What makes the book so fascinating is that all of these stories are inter-connected. There are tons of themes that run throughout the book and I could write and write and still not cover everything. Nor would I want to do that because there is no way I could do that without exposing the end of the story.

It is a book that you have to keep reading because with every page, a new piece of information is exposed that makes the ending difficult to see. In fact, you really have to read to the end to get the entire picture and I loved that.

I’m not sure what kind of writing that people who were disappointed in the book were looking for from “a literary masterpiece.” Hemingway wrote in very short, sharp sentences. He used his journalistic background in his literary art. For me, the wording or authorship is not the standout thing about the book. It is the complexity of the story and the author’s ability to successfully link all the threads together. It would have been very easy for the plot to come easily unraveled. To keep this tightly woven was a real accomplishment.

This is a long book- over 600 pages. Even so, I was eager every night to get back to the story and 100 pages flew by very quickly so don’t let the size of the book intimidate you. It held my interest and I have been recommending it to others. To me, this is a strong 4 star book but based on the diversity of opinions about it, it is also a love it or hate it book. I hope you love it. I did.
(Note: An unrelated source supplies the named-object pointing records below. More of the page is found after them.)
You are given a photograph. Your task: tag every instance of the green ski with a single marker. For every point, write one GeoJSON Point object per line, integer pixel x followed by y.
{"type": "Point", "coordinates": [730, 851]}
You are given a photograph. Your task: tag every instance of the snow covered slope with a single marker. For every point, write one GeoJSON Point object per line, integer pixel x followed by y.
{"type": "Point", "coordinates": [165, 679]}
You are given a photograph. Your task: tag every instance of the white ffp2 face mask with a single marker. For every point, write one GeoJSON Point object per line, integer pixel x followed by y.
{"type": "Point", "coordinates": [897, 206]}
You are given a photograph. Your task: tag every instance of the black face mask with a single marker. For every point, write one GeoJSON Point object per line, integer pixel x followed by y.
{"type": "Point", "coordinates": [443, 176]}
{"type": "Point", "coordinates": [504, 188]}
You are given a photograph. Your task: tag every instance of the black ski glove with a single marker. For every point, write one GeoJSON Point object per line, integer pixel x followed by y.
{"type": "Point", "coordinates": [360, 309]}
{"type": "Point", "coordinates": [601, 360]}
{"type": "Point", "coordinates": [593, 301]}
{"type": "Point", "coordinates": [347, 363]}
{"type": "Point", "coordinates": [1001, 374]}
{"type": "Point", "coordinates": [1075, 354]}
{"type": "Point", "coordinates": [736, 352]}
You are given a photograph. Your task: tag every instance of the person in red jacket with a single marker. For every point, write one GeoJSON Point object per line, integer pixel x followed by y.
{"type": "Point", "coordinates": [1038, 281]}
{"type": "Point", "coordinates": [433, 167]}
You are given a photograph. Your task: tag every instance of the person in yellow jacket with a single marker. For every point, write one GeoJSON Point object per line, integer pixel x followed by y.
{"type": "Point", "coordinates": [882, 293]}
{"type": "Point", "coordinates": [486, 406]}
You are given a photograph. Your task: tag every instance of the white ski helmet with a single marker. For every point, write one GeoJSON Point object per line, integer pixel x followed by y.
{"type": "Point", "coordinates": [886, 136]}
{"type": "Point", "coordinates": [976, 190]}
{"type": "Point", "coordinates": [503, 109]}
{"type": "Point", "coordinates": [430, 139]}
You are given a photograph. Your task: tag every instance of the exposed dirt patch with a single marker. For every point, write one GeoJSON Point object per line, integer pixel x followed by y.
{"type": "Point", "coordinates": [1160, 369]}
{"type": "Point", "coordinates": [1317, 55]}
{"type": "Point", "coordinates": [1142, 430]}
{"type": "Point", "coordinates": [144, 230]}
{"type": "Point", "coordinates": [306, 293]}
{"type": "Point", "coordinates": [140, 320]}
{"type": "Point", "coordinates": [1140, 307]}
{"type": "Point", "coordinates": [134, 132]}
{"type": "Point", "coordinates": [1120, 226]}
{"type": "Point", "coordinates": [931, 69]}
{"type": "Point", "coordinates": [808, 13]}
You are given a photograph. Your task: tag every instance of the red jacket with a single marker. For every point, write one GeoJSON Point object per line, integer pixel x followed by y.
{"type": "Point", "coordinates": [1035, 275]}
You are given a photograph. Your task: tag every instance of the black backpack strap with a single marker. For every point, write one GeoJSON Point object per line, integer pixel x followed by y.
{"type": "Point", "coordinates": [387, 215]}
2 thoughts on “The Truth About the Harry Quebert Affair by Joel Dicker

  1. Saw the whole brief article. There is certainly some definitely helpful information and facts here. thank you. “There is no exercise better for the heart than reaching down and lifting people up.” by John Andrew Holmes..

    Liked by 1 person

    1. Thank you for reading my blog. I read a lot and I wanted to write reviews that give readers a real idea of what a book is about rather than good reviews based on pay to read. I try to cross genres and read widely but just like anybody else, I fall back on easy reads from time to time. I really enjoyed this book. Many chores were ignored during its reading! Hahaha!